Structure function tells about the structure of the data set.How many observations
and how many variables are there in the given dataset we can be able to find out
very easily by using “str” function
> head(faithful) (to call top 6 rows of data set)
eruptions waiting
1 3.600 79
2 1.800 54
3 3.333 74
4 2.283 62
5 4.533 85
6 2.883 55
>
> tail(faithful) (to call bottom 6 rows of data set)
eruptions waiting
267 4.750 75
268 4.117 81
269 2.150 46
270 4.417 90
271 1.817 46
272 4.467 74
>
> summary(faithful) (to know the statistical parameters)
eruptions waiting
Min. :1.600 Min. :43.0
1st Qu.:2.163 1st Qu.:58.0
Median :4.000 Median :76.0
Mean :3.488 Mean :70.9
3rd Qu.:4.454 3rd Qu.:82.0
Max. :5.100 Max. :96.0
> range(faithful$eruptions)
[1] 1.6- 5.1
> range((faithful$waiting))
[1] 43- 96
Analysis: Summary functions gives the whole picture of the dataset in the most
efficient way. We can say data our dataset lies in the range of 1.6 to 5.1 for
eruptions and 43 to 96 for waiting variable. In the given dataset mean and
median are almost similar which means that distribution is symmetric.
mode_eruptions=names(sort(-table(faithful$eruptions)))
> mode_eruptions
[1] 1.867
It means that 1.867 comes maximum times among the given dataset
mode_waiting=names(sort(-table(faithful$waiting)))
mode_waiting
[1] 78
This number tells us that waiting time in most cases is 78 in the given faithful
dataset
> cor(faithful$eruptions,faithful$waiting)
[1] 0.9008112
Analysis Cor is the co-relation between two variables. Co-relation generally tells
about how much one variable depend on second variable. Co-relation about 0.5
are supposed to be best. In the given dataset correlation 0.9 shows that co-
relation is highly positive and linear.
> sd(faithful$eruptions)
[1] 1.141371
> sd(faithful$waiting)
[1] 13.59497
Analysis: Sd is the standard deviation. It tells us how much is the deviation from
the mean. Since standard deviation is small in both eruptions and waiting which
means that in both variables data are very close to their respective mean.
> cov(faithful$eruptions,faithful$waiting)
[1] 13.97781
Analysis: Cov is covariance. It is a measure of how much two random variables
vary together. Here covariance is small and positive, it means that the smaller
values of one variable mainly correspond with the smaller values of the other
variables, since the sign is positive it shows that variables show similar behavior.
The sign of covariance therefore shows the tendency in the linear relationship
between the variables.
> library(ggplot2) (Call library function ggplot)

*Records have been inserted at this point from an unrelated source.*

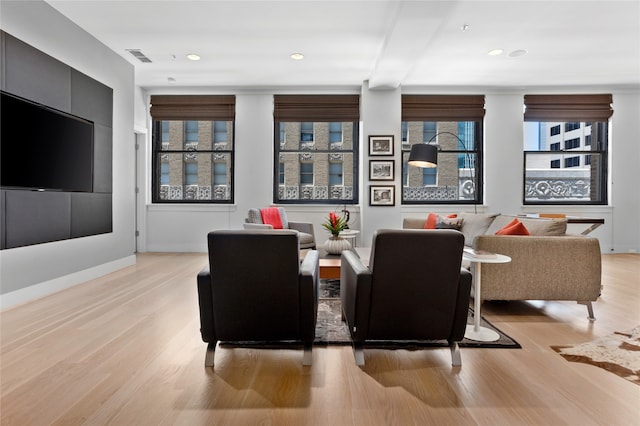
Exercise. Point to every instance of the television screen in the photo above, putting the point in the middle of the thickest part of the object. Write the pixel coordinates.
(44, 149)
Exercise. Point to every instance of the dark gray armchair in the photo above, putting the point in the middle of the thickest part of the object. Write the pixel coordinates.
(413, 289)
(256, 289)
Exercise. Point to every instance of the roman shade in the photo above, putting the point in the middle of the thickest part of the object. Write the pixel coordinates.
(568, 107)
(316, 107)
(193, 107)
(442, 107)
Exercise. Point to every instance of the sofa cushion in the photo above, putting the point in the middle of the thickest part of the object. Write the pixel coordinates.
(515, 227)
(535, 226)
(475, 224)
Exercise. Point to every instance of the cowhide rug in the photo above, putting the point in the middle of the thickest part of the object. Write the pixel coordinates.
(618, 353)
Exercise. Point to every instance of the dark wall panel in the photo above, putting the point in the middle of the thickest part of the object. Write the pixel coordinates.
(102, 159)
(91, 214)
(36, 76)
(91, 99)
(34, 217)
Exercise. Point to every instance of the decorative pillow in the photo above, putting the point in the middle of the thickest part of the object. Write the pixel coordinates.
(271, 216)
(475, 224)
(515, 227)
(435, 221)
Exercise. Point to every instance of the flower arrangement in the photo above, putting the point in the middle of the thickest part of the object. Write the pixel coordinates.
(335, 224)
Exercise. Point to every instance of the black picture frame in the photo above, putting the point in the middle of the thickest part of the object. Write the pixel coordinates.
(380, 145)
(381, 169)
(382, 195)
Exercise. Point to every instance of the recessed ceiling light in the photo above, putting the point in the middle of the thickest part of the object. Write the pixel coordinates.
(519, 52)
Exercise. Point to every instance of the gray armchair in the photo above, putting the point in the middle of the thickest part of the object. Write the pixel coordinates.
(256, 289)
(413, 289)
(307, 236)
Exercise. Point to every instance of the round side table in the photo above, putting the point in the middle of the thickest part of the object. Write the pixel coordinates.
(476, 331)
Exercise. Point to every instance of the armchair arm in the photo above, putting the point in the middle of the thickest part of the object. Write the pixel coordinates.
(205, 302)
(309, 286)
(355, 294)
(462, 306)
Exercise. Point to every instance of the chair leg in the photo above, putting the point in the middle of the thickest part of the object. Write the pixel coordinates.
(211, 351)
(358, 353)
(456, 359)
(307, 357)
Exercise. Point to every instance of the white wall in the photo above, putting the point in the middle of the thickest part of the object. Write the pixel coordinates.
(183, 227)
(32, 271)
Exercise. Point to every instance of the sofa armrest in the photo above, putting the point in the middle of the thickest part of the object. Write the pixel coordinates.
(258, 226)
(542, 268)
(306, 227)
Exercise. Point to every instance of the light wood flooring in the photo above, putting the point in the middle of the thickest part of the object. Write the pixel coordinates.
(125, 349)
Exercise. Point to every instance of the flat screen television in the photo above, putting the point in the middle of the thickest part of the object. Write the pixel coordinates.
(42, 148)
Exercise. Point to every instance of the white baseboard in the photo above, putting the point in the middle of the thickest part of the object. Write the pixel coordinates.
(28, 294)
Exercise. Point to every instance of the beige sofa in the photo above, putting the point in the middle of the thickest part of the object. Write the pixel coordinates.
(546, 265)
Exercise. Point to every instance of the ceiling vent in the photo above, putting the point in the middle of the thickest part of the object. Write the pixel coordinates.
(138, 54)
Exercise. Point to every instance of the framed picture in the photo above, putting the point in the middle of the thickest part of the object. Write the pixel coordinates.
(381, 169)
(381, 145)
(382, 195)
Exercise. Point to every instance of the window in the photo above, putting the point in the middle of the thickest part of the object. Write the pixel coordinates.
(335, 174)
(306, 132)
(306, 174)
(455, 124)
(571, 126)
(560, 177)
(572, 143)
(572, 162)
(316, 149)
(193, 148)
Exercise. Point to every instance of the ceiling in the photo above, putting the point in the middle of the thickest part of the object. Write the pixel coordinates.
(387, 42)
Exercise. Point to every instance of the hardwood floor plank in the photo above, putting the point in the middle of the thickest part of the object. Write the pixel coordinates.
(125, 349)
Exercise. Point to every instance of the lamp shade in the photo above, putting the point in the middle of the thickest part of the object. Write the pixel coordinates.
(423, 155)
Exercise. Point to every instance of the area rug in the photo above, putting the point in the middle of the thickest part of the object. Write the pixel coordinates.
(618, 353)
(331, 330)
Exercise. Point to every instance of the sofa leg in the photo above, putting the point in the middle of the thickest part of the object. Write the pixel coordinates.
(456, 359)
(211, 351)
(307, 357)
(358, 353)
(589, 309)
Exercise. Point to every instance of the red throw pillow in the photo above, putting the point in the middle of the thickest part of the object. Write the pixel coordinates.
(271, 216)
(515, 227)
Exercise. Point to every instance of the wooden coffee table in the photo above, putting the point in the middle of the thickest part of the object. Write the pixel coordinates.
(330, 263)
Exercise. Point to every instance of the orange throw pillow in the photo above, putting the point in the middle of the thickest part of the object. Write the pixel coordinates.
(431, 221)
(515, 227)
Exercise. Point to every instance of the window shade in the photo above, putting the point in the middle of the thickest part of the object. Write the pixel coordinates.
(442, 107)
(568, 107)
(193, 107)
(316, 107)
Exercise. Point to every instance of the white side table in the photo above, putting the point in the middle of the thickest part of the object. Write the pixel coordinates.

ggplot(faithful,aes(eruptions))+
geom_histogram(binwidth=1)+xlab("eruptions")+
ylab("waiting")
Analysis: The histogram clearly shows that there is a linear relationship between
eruptions and waiting time.
Analysis: It is noted that there are two clusters that must correspond to the two
different types of eruption hypothesised earlier. There is, however, a very clear
pattern that affects both sections of the data. As imagined straight line could be
added fairly easily to the diagram, there is a positive correlation between the x
and y co-ordinates. In other words, as the length of time between eruptions
increases, so does the duration of the eruption itself. Physical arguments would
suggest this sensible as the longer time will cause a bigger build-up of pressure.
> lm1 <- lm(eruptions ~ waiting, data=faithful)
> summary(lm1)
Call:
lm(formula = eruptions ~ waiting, data = faithful)
Residuals:
Min 1Q Median 3Q Max
-1.29917 -0.37689 0.03508 0.34909 1.19329
Coefficients:
Estimate Std. Error t value Pr(>|t|)
(Intercept) -1.874016 0.160143 -11.70 <2e-16 ***
waiting 0.075628 0.002219 34.09 <2e-16 ***
---
Signif. codes: 0 ‘***’ 0.001 ‘**’ 0.01 ‘*’ 0.05 ‘.’ 0.1 ‘ ’ 1
Analysis: The standard value to accept the hypothesis is that P(r)≤ 0.05 and in
our regression square we got P(r) for eruptions and waiting time both 2*10^-16
which is very less than our standard value. According to our values our
hypothesis for the variables is true and we will accept them.